The company issued a warning in July last year, saying device sales targets were running behind schedule and that the 100,000 objective would not be met until March 2024 – as delays in securing computer chips temporarily held up production. The timeline was pushed out again earlier this year by a further three months.
On Tuesday, HealthBeacon shocked the market by saying it now expects its annual recurring revenues (ARR) will be running at about €3.2 million in December, down from previous estimates of a “mid-teens” million-euro figure – and that the run-rate on its ARR at the end of 2024 was now expected to be €17 million. It previously forecast a run-rate of €25 million by the middle of next year.
While the company has been successful in striking distribution deals with US speciality pharma groups, it has been caught out by the red tape involved in rolling them out. Its current timelines are running up to nine months behind previous estimates.

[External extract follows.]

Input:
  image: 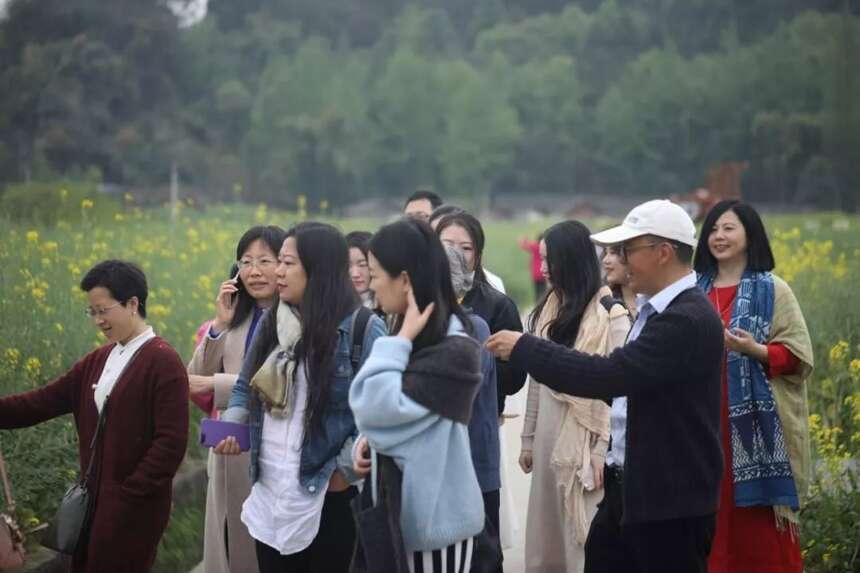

The market reaction was merciless – compounded by the fact that, as a small company off the radar of most asset managers, it is a very thinly traded stock. Its shares have subsequently slid more than 60 per cent – albeit amid very thin volumes.
A core attraction of public markets is the potential to raise follow-on equity as a company grows and attracts more big-name investors. HealthBeacon, which burned through more than €14 million of cash last year, says it needs to raise €11 million of fresh funding over the next 18-24 months. That’s more than its current market value. Any equity raise at these levels – even if there was market appetite – would be highly dilutive.